Da oltre un mese il sonno degli italiani è turbato da un esercito di barbari che attacca il Cavaliere solitario.

Il 14 dicembre scorso, Fini si era illuso di rovesciare Berlusconi con un colpo di stato alla camomilla, pensando di interpretare il sentimento di milioni di italiani sparsi per lo stivale; si era però scordato di interpretare il sentimento di qualche suo sottodelfino, e dei 600 e dispari italiani che siedono in Parlamento  e che non erano molto disponibili a rinunciare alle loro comode poltrone per consentire a lui di occuparne una più in alto

E così, Fini, il delfino che voleva diventare squalo, dopo l’ennesima figuraccia della sua brillante carriera politica, è tornato alla sua solita occupazione: parole, parole, parole

In questi giorni Di Pietro e i suoi amici, individuato il vero punto debole del Berlusca (le donne), pensano di farlo sgambettare dall’ennesima stangona coi tacchi a spillo, ed è pure probabile che ci riescano.

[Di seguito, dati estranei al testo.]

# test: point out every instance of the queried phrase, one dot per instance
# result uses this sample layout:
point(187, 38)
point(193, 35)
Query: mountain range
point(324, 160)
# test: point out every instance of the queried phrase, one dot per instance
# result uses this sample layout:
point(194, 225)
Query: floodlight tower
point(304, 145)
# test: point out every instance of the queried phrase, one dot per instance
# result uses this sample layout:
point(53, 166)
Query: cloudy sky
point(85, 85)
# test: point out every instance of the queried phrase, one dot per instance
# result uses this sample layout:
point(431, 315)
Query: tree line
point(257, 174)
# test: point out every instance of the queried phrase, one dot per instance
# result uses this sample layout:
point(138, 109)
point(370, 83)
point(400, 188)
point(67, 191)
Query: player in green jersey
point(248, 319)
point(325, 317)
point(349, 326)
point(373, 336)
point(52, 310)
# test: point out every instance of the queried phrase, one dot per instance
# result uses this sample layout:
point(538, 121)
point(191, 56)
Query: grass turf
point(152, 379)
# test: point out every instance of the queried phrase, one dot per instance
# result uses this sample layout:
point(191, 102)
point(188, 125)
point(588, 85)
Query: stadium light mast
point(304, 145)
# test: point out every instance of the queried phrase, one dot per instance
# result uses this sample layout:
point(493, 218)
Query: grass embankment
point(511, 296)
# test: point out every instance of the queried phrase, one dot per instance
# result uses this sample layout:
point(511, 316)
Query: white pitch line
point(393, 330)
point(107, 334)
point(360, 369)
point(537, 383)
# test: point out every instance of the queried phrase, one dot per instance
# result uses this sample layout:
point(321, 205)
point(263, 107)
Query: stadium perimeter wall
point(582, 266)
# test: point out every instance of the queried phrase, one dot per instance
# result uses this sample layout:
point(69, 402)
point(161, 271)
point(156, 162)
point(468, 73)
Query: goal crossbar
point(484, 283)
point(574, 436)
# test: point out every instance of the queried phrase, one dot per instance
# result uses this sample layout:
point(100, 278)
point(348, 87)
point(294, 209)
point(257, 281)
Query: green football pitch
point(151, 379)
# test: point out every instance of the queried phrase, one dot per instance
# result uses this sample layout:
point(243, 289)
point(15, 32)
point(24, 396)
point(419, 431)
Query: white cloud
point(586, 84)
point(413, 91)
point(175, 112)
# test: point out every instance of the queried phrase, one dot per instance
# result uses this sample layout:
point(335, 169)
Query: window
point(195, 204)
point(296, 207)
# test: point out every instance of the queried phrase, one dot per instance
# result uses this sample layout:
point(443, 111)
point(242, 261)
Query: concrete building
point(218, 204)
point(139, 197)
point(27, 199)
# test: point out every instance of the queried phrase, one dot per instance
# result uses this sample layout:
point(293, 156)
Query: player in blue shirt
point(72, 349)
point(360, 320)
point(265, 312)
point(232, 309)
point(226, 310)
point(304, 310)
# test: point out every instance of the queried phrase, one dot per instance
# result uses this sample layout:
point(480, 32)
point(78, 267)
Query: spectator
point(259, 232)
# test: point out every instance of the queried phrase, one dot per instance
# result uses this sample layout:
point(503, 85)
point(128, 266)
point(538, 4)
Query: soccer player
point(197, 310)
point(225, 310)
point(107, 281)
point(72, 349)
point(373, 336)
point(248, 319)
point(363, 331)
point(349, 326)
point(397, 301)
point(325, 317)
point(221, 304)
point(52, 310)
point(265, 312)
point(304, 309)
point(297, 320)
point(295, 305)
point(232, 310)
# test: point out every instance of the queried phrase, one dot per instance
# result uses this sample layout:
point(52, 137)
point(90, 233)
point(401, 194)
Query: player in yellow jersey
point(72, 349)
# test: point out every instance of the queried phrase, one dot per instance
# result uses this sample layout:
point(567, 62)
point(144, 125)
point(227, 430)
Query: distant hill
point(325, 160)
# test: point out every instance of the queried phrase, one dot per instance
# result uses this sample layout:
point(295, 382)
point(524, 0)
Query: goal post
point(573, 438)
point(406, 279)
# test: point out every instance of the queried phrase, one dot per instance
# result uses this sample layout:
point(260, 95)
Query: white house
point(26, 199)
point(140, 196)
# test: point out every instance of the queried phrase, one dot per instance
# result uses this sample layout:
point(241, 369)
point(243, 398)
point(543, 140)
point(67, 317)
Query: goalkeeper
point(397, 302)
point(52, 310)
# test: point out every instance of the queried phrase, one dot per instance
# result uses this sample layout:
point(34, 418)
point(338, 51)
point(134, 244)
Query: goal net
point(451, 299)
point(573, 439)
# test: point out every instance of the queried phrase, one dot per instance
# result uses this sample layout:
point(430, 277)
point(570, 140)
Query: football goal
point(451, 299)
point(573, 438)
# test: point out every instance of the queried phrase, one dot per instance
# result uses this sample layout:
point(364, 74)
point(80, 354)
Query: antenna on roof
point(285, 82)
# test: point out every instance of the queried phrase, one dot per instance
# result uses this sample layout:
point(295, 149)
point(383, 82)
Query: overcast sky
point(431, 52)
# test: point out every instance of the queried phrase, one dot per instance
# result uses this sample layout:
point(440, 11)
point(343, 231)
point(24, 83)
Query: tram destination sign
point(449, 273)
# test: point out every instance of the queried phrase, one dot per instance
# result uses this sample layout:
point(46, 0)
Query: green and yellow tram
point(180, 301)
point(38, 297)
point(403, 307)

Ma credo che alla fine Belzebù rimarrà sul predellino, perché in fondo lui incarna le aspirazioni mica tanto nascoste dell’italiano medio: donne, soldi, potere, e fare quello che gli pare.

Non hanno ancora capito che se vogliono battere Berlusconi non devono combatterlo, ma farselo amico: Promoveatur ut amoveatur, “promuovere per rimuovere” direbbero i latini, che in fatto di politica la sapevano lunga.

E allora, lancio questa proposta indecente: Berlusconi al Quirinale!

Già, l’unico modo per levarselo di torno è eleggerlo Presidente della Repubblica.

In fondo, la massima carica dello Stato è puramente onorifica, perché il vero potere sta nelle mani del premier (basta vedere oggi!), che è capace di comandare in Parlamento sia amici che avversari: Fini docet.

Non scandalizzatevi, pensateci bene:

ma ce lo vedete Silvio, come Presidente della Repubblica, costretto a difendere l’unità d’Italia dalle intenzioni secessioniste di Bossi, il suo maggior alleato?

Oppure, come Presidente del CSM (Consiglio Superiore della Magistratura), costretto a difendere quei magistrati che oggi attacca?

E infine (o anzitutto!), vivendo a Palazzo del Quirinale e non più a Villa San Martino, costretto al rigido protocollo che impone cena, carosello e alle nove a letto, senza donnine e festini vari?

Morirebbe di noia, se non di crepacuore, povero Silvio.

P.S. : Fermi tutti, scherzavo: non vorrei sorbirmi qualche paternale, proprio io che sono stato cresciuto da suore e preti.